The surgery is likely to be much less painful than having plantar fasciitis, and a person should be able to bear weight on the foot 2–3 weeks after the procedure.
A person may be able to have the surgery if they:
- have severe foot pain despite intensive treatments
- experience symptoms lasting more than 12 months
- find walking difficult
Most people do not require surgery. Around 9 out of 10 people with plantar fasciitis improve their condition without surgery. Stretching, exercising, and massaging the foot can improve muscle strength and flexibility.
If a person has any of the following conditions, they are at a higher risk of developing complications or side effects from the surgery:
A healthcare professional will assess a person’s medical history when deciding the right treatment and the right type of plantar fascia surgery.
People with chronic foot pain find it difficult to walk or stand. If left untreated, this can alter the way a person walks. This can lead to other issues with the feet, back, and knees.
Before surgery, a healthcare professional will suggest noninvasive treatments. These can include:
- Nonsteroidal anti-inflammatory drugs (NSAIDs): These reduce pain and inflammation.
- Orthotics: These are structured shoes that can support the arch, reducing inflammation and pain.
- Splint: Splints can stretch the surrounding muscles, reducing pain.
Surgery aims to reduce pain and inflammation in the foot, improving foot mobility. Overall, surgeries to release the plantar fascia have success rates of 70–90%.
- a person must not drink fluid or eat after midnight before the procedure
- an individual must follow doctors’ instructions regarding any existing medications
- a doctor will check the person’s vital signs, such as heart rate and blood pressure
- a healthcare professional will use antiseptic to prepare the foot
- Open surgery: Typically, a person will have general anesthesia before open surgery. A surgeon makes a small incision to expose the plantar fascia ligament and detach it from the heel bone.
- Endoscopic surgery: This involves a local anesthetic or mild sedative. During endoscopic surgery, a surgeon makes two small incisions by the ankle bone, which are less than half an inch long. Then they place a small camera, an endoscope, in one opening and a small knife in another to release the plantar ligament.
Typically, both surgeries are outpatient procedures, with a person able to leave on the same day. However, they should not drive afterward.
A healthcare professional will create a plan specific to the person’s medical requirements.
Discomfort for the first few days after the procedure is typical. A doctor may prescribe pain relief, or over-the-counter medication can help if a doctor approves.

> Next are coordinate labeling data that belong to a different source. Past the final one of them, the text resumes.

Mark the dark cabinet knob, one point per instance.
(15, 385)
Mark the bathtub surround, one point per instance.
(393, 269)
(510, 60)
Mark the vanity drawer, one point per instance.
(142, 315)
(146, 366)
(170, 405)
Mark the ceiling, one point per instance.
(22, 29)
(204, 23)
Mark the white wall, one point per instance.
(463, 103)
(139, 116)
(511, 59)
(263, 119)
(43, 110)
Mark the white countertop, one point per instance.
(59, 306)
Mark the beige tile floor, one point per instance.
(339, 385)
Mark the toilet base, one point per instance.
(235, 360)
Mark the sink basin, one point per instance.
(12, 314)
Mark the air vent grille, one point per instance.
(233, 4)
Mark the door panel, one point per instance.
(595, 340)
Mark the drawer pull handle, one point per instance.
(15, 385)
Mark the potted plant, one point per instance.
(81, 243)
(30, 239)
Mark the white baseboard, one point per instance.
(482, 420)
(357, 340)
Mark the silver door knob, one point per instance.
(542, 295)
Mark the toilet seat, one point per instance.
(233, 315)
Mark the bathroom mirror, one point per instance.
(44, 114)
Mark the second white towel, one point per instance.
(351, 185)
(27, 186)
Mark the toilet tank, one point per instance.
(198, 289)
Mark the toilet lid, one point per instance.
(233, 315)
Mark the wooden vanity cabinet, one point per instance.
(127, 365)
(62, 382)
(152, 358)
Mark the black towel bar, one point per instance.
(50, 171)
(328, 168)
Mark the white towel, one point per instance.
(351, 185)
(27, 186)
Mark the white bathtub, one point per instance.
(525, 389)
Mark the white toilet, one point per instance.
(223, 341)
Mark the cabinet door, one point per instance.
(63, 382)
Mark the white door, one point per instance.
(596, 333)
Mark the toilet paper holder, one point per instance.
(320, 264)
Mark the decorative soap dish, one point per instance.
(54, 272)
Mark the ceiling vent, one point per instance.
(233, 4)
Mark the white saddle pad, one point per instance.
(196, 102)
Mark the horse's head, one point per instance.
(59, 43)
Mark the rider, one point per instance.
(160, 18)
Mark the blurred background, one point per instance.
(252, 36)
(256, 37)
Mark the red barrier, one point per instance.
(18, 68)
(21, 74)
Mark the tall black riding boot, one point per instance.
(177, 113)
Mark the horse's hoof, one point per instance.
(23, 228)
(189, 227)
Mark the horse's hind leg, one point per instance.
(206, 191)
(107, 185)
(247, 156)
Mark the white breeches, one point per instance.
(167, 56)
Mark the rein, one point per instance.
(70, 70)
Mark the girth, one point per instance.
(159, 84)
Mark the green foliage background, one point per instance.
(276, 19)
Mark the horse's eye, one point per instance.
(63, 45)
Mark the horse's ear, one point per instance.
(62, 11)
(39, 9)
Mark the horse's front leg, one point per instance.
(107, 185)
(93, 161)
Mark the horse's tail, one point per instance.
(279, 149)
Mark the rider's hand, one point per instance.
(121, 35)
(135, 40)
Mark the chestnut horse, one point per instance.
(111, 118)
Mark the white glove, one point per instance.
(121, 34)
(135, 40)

A healthcare professional may recommend exercises to encourage regaining strength in the foot, often with a physical therapist.
Partial weight bearing with crutches is allowed immediately if the person can tolerate it. Full weight bearing is permitted once the wound has healed, and stretching exercises are advisable from this point.

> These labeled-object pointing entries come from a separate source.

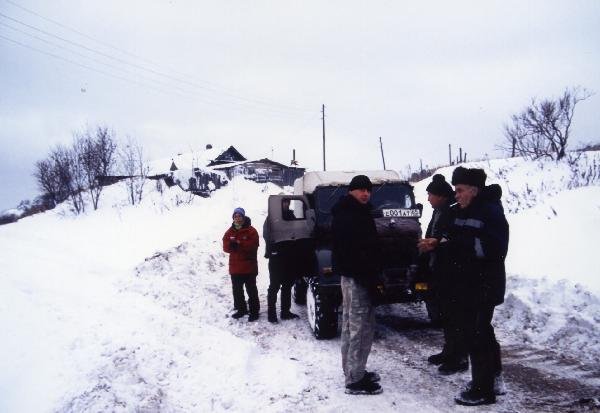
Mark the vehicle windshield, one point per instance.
(383, 196)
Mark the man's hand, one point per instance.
(427, 244)
(233, 243)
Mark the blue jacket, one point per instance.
(474, 250)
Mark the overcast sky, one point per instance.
(178, 75)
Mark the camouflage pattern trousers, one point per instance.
(358, 328)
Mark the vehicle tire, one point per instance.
(299, 291)
(322, 313)
(433, 311)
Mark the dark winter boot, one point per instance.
(474, 398)
(372, 376)
(364, 386)
(437, 359)
(239, 314)
(455, 365)
(288, 315)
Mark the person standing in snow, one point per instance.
(241, 243)
(476, 245)
(284, 268)
(453, 357)
(355, 258)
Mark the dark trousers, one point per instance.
(484, 350)
(453, 313)
(239, 302)
(279, 279)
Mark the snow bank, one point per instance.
(125, 308)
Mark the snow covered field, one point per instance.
(126, 308)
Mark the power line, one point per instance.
(155, 72)
(81, 65)
(170, 89)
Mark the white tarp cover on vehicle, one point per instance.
(311, 180)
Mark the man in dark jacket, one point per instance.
(286, 262)
(355, 258)
(477, 242)
(453, 357)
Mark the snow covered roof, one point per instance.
(185, 161)
(312, 179)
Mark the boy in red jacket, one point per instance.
(241, 243)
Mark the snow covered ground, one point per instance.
(126, 308)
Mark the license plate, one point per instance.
(411, 213)
(421, 286)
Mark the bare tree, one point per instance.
(95, 152)
(543, 128)
(134, 166)
(46, 180)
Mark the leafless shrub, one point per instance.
(134, 166)
(542, 130)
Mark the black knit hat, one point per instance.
(471, 176)
(360, 182)
(440, 187)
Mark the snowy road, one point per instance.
(537, 380)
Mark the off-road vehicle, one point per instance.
(397, 220)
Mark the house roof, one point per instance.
(340, 178)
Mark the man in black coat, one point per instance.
(453, 357)
(287, 259)
(355, 259)
(477, 243)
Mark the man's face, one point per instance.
(436, 201)
(238, 219)
(465, 194)
(361, 195)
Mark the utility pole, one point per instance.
(382, 157)
(323, 111)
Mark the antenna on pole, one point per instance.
(323, 118)
(382, 157)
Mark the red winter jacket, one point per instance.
(242, 245)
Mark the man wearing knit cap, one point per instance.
(241, 243)
(475, 245)
(355, 258)
(453, 357)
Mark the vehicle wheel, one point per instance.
(322, 314)
(433, 311)
(299, 291)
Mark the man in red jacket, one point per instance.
(241, 243)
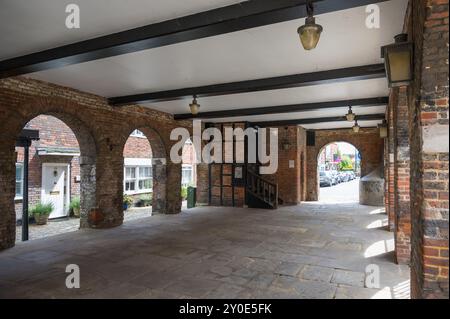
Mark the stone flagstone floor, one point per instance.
(314, 250)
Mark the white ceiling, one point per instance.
(250, 54)
(306, 94)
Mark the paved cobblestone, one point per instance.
(218, 252)
(68, 225)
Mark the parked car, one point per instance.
(352, 175)
(327, 179)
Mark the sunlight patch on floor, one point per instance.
(379, 223)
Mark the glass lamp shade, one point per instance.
(398, 60)
(310, 33)
(383, 129)
(195, 107)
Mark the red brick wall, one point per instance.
(102, 132)
(52, 133)
(367, 141)
(402, 178)
(137, 147)
(428, 104)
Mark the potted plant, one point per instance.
(75, 206)
(184, 192)
(41, 211)
(127, 201)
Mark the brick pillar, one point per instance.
(429, 137)
(401, 179)
(87, 188)
(7, 191)
(159, 199)
(109, 180)
(390, 147)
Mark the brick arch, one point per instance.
(65, 112)
(367, 142)
(159, 165)
(321, 149)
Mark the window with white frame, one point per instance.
(137, 176)
(19, 180)
(187, 175)
(137, 133)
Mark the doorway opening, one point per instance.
(188, 174)
(138, 176)
(339, 171)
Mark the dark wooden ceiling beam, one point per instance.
(363, 72)
(237, 17)
(360, 118)
(377, 101)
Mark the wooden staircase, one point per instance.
(261, 193)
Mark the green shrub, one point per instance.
(75, 203)
(184, 192)
(41, 209)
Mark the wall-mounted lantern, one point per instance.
(310, 32)
(350, 116)
(399, 61)
(383, 129)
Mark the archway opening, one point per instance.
(188, 174)
(339, 171)
(61, 177)
(144, 174)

As with all surgical procedures, plantar fasciitis surgery carries risks, including:
- injury to nerves in the foot, such as entrapment
- slow wound healing, especially if a person has diabetes
- recurring heel pain
- adverse reaction to general anesthesia
A general anesthetic is unnecessary for an endoscopic procedure. However, some of the same risks are still present.
A person concerned about their health after a procedure should contact a doctor.

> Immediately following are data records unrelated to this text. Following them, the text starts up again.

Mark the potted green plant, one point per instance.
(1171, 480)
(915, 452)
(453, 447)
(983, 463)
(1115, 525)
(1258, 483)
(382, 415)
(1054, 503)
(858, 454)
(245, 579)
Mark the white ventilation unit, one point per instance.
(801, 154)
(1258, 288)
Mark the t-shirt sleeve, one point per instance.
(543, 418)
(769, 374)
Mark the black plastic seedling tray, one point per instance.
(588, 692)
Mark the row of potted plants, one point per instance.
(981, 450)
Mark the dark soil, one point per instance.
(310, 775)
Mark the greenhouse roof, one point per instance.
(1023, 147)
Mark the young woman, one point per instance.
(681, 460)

Most people who have plantar fasciitis surgery experience decreased pain and improved foot mobility.
For people living with chronic plantar fasciitis, surgery is an effective option to help alleviate symptoms.
Only people who have tried noninvasive treatment options for 12 months without improvements in their symptoms can have the procedure. The surgery involves the release of the ligament to relieve built-up tension in the foot.
A person should discuss their medical history with a doctor to determine if they can safely undergo the procedure.
People usually fully recover within 2 months. People can perform exercises to improve recovery and strengthen the foot.